Schaff, Philip. History of the Christian Church (The Complete Eight Volumes in One). Amazon Kindle Edition, 2014.
Volume 1, Ch. 8, “Christian Life in the Apostolic Church.” Loc. 6178-6514
Schaff first reviews literature comparing and contrasting Christianity with rabbinic and pagan life.
§44 “The Power of Christianity” (Schaff 2014, Loc. 6191).
Schaff emphasizes the internal nature of the Christian life, centered on forgiveness. The inner renewal results in acts of love and justice toward others in ways that other religions do not (Ibid., Loc. 6197. Specifically, Schaff compares the apostolic churches to other religious groups of the same period, viewing the contrast as “startling” (Ibid., Loc. 6219). He goes on with some quotes from 19th century authors who would reject Christianity but who affirm it to have changed the world for the better.
§45 “The Spiritual Gifts” (Ibid., Loc. 6254).
The gifts of the Holy Spirit given in the apostolic age correspond to natural abilities but are given in a heightened manner by God (Ibid., Loc. 6254). Schaff views some as intellectual, some as emotional, and some as practical. He lists and discusses ten in all (Ibid., Loc. 6265).
46 “Christianity in Individuals” (Ibid., Loc. 6311).
The Christian life is primarily seen in individuals. Each believer is different in expressing the new life in Christ (Ibid., Loc. 6318). Schaff particularly notes that in Christianity women are accepted and valued.
§47 “Christianity and the Family” (Ibid., Loc. 6342).
The family takes on a new position in Christian thought. It is a microcosm of the Church. Marriage and family are seen as definitely good.
§48 “Christianity and Slavery” (Ibid., Loc. 6357).

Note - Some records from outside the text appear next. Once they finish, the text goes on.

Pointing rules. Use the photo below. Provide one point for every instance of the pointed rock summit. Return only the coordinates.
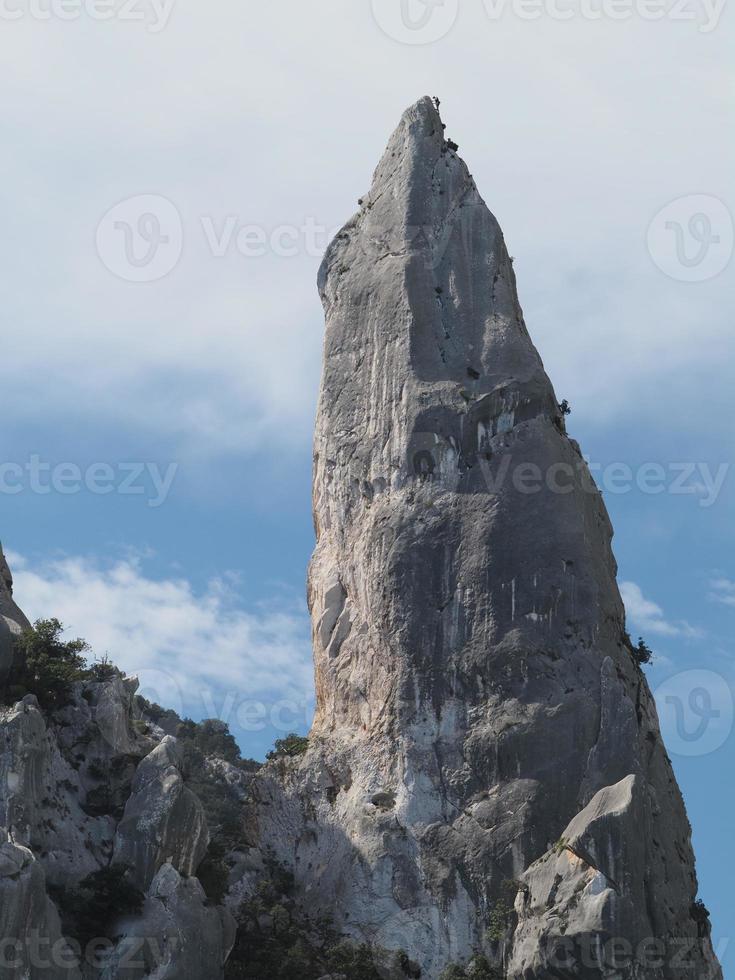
(485, 773)
(12, 620)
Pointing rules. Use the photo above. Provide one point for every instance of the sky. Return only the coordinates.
(171, 174)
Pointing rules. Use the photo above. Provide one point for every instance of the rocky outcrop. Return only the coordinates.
(31, 945)
(476, 695)
(85, 786)
(164, 822)
(177, 937)
(485, 773)
(12, 620)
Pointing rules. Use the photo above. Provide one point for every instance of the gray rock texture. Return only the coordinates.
(83, 787)
(477, 697)
(163, 822)
(12, 620)
(177, 936)
(30, 932)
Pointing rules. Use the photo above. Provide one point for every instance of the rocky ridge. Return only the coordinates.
(485, 776)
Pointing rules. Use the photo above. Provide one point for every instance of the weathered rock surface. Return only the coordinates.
(164, 822)
(178, 936)
(12, 620)
(83, 787)
(476, 696)
(30, 931)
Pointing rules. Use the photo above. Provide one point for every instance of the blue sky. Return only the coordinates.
(266, 123)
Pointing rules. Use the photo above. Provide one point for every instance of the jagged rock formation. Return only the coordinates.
(12, 620)
(90, 785)
(485, 771)
(477, 697)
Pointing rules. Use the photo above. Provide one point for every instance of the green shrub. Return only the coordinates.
(640, 652)
(91, 910)
(46, 665)
(478, 968)
(103, 670)
(289, 747)
(700, 913)
(211, 737)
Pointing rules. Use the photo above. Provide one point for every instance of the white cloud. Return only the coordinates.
(201, 650)
(223, 354)
(649, 616)
(723, 591)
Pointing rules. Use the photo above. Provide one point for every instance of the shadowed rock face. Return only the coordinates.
(12, 620)
(475, 691)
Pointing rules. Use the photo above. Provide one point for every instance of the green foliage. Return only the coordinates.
(700, 913)
(103, 670)
(210, 737)
(501, 914)
(213, 873)
(274, 942)
(46, 665)
(640, 652)
(289, 747)
(478, 968)
(91, 910)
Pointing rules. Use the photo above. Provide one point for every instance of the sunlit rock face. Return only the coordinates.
(475, 691)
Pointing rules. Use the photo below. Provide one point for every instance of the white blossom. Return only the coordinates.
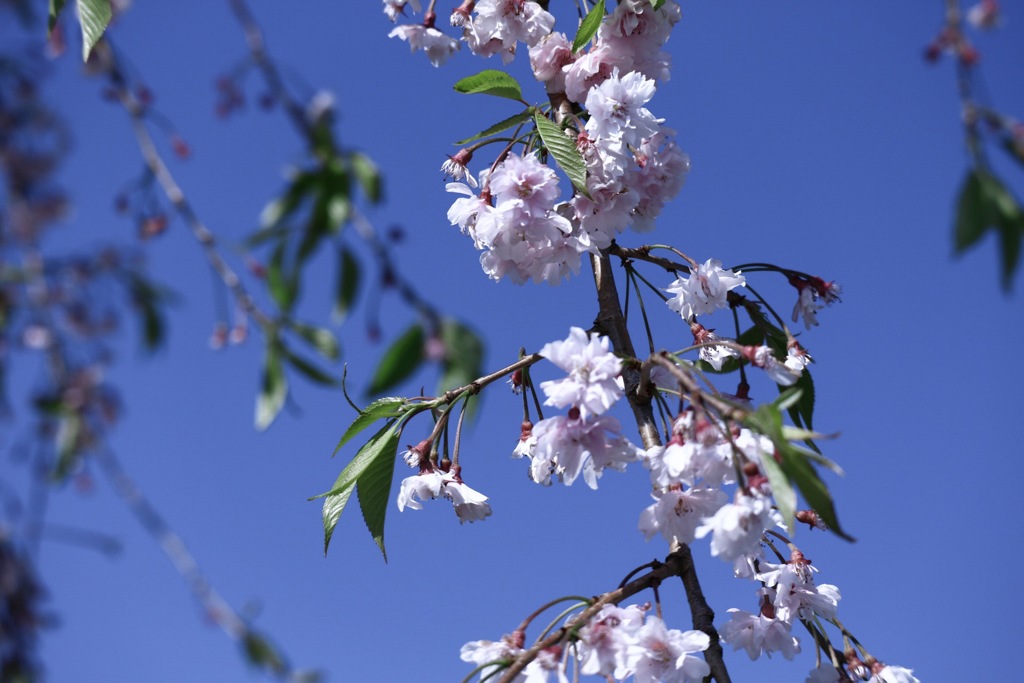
(705, 290)
(593, 384)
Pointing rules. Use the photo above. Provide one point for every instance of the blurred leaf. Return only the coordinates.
(491, 82)
(303, 184)
(95, 15)
(262, 654)
(986, 203)
(369, 176)
(56, 6)
(383, 444)
(309, 370)
(148, 299)
(589, 26)
(520, 118)
(348, 284)
(463, 355)
(283, 287)
(273, 388)
(389, 407)
(400, 360)
(563, 150)
(69, 431)
(374, 491)
(972, 213)
(321, 339)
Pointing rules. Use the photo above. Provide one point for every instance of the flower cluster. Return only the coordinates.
(633, 165)
(433, 481)
(616, 643)
(585, 441)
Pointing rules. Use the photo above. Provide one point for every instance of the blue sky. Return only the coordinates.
(819, 140)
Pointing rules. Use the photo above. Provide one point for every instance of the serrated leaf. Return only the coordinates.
(273, 388)
(563, 150)
(321, 339)
(589, 26)
(491, 82)
(369, 176)
(94, 15)
(516, 120)
(348, 284)
(383, 444)
(463, 355)
(389, 407)
(374, 491)
(400, 360)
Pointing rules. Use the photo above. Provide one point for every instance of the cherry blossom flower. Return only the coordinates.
(660, 655)
(470, 505)
(500, 25)
(887, 674)
(677, 513)
(605, 639)
(395, 7)
(593, 384)
(481, 652)
(757, 634)
(424, 486)
(437, 46)
(736, 527)
(705, 291)
(568, 446)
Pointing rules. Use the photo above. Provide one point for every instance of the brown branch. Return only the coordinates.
(611, 322)
(675, 565)
(177, 197)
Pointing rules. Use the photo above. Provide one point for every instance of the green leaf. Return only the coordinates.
(972, 214)
(782, 492)
(563, 150)
(389, 407)
(986, 203)
(589, 26)
(262, 654)
(520, 118)
(321, 339)
(95, 15)
(348, 284)
(796, 466)
(283, 287)
(374, 491)
(56, 6)
(463, 355)
(369, 176)
(303, 184)
(273, 388)
(400, 360)
(491, 82)
(148, 298)
(383, 444)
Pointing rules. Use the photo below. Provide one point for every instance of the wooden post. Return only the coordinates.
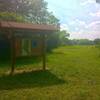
(44, 51)
(13, 55)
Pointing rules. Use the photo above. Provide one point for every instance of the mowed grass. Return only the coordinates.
(74, 74)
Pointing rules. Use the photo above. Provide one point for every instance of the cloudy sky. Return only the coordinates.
(79, 17)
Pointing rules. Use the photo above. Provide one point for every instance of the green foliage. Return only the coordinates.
(74, 74)
(6, 16)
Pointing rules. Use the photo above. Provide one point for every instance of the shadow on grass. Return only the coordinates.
(29, 80)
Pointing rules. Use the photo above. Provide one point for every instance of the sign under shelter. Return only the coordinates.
(26, 39)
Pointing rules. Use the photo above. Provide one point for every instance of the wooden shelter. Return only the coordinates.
(15, 32)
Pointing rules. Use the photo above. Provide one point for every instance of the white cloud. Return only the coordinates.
(97, 14)
(85, 2)
(64, 27)
(93, 24)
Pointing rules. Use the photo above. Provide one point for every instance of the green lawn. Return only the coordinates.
(74, 74)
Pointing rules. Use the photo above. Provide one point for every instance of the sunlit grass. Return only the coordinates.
(74, 74)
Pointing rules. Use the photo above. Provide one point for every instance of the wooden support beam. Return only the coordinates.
(44, 51)
(13, 53)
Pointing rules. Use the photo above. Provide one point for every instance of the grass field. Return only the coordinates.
(74, 74)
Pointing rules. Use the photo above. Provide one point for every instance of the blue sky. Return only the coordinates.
(81, 18)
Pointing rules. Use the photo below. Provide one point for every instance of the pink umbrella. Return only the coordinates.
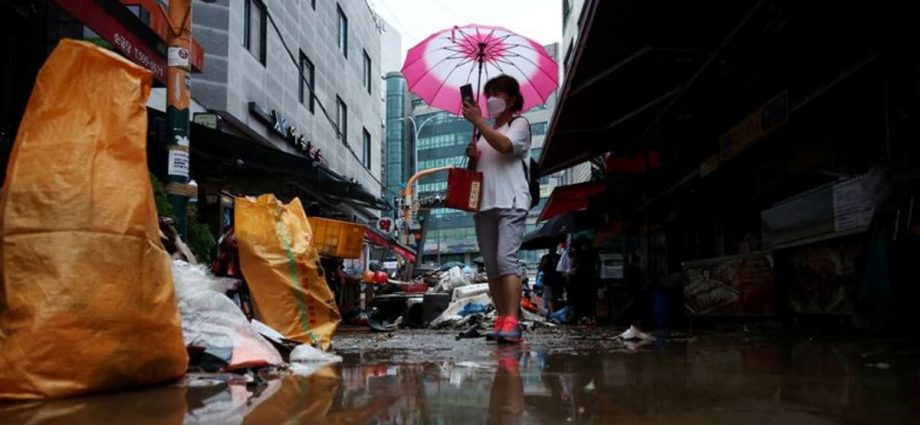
(436, 68)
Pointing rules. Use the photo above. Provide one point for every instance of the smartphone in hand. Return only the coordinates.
(466, 93)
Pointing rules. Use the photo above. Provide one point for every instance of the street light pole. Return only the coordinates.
(177, 122)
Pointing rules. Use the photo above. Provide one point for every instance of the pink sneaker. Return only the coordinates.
(490, 336)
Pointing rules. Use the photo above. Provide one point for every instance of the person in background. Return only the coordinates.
(501, 153)
(585, 280)
(553, 281)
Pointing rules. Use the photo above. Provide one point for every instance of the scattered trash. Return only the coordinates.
(562, 316)
(282, 269)
(635, 335)
(451, 314)
(306, 360)
(473, 308)
(470, 333)
(383, 325)
(212, 320)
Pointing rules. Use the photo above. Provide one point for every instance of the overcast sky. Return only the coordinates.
(415, 20)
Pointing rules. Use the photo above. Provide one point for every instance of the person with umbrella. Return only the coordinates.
(498, 152)
(520, 74)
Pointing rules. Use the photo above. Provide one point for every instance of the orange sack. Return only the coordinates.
(86, 292)
(281, 267)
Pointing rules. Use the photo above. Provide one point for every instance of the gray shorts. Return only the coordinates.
(500, 232)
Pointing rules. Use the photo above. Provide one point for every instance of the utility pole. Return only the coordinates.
(177, 115)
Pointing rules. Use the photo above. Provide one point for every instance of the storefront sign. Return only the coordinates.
(207, 119)
(709, 166)
(178, 162)
(101, 21)
(738, 285)
(385, 225)
(822, 277)
(853, 206)
(755, 127)
(177, 56)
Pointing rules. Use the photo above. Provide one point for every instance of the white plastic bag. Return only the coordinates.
(451, 313)
(306, 359)
(212, 320)
(456, 277)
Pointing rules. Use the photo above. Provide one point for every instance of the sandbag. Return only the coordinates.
(281, 266)
(86, 293)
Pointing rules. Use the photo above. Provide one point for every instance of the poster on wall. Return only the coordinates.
(822, 277)
(737, 285)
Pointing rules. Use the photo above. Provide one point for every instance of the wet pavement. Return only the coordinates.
(560, 376)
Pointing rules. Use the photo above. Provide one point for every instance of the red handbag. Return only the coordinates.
(464, 188)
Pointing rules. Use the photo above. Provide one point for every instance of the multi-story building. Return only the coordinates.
(442, 140)
(400, 145)
(312, 67)
(573, 19)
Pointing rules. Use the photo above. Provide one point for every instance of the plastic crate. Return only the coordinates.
(334, 238)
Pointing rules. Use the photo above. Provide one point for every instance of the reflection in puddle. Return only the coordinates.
(696, 382)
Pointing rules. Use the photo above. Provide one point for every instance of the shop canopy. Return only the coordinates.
(234, 157)
(142, 41)
(555, 229)
(570, 198)
(633, 62)
(387, 241)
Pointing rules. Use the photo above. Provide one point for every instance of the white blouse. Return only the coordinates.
(504, 179)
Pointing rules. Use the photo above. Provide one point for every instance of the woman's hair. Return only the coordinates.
(508, 85)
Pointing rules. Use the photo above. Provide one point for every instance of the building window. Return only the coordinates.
(538, 129)
(341, 119)
(307, 79)
(367, 72)
(568, 56)
(254, 29)
(343, 31)
(366, 159)
(566, 11)
(581, 17)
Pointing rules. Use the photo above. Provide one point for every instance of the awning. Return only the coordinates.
(115, 23)
(555, 229)
(570, 198)
(229, 154)
(633, 61)
(389, 242)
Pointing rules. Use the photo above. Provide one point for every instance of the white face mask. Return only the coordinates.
(496, 106)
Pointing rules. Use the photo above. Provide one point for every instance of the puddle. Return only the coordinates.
(703, 380)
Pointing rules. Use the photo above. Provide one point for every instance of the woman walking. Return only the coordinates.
(502, 152)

Christianity has been instrumental in making slavery extinct. As opposed to the Greek and Roman view of slavery, Christians treated slaves with dignity, eventually releasing people from bondage (Ibid., Loc. 6386). Schaff provides useful notes about the prevalence of slavery in antiquity.
§49 “Christianity and Society” (Ibid., Loc. 6425).
Christian values have always tended to spread through society and government, though not always being overtly visible (Ibid., Loc. 6432).
§50 “Spiritual Condition of the Congregations” (Ibid., Loc. 6448).
Schaff observes that not all congregations have flourished at all times. There is always sin and failure. In the biblical letters to churches God always speaks to difficulties, correcting and strengthening the churches.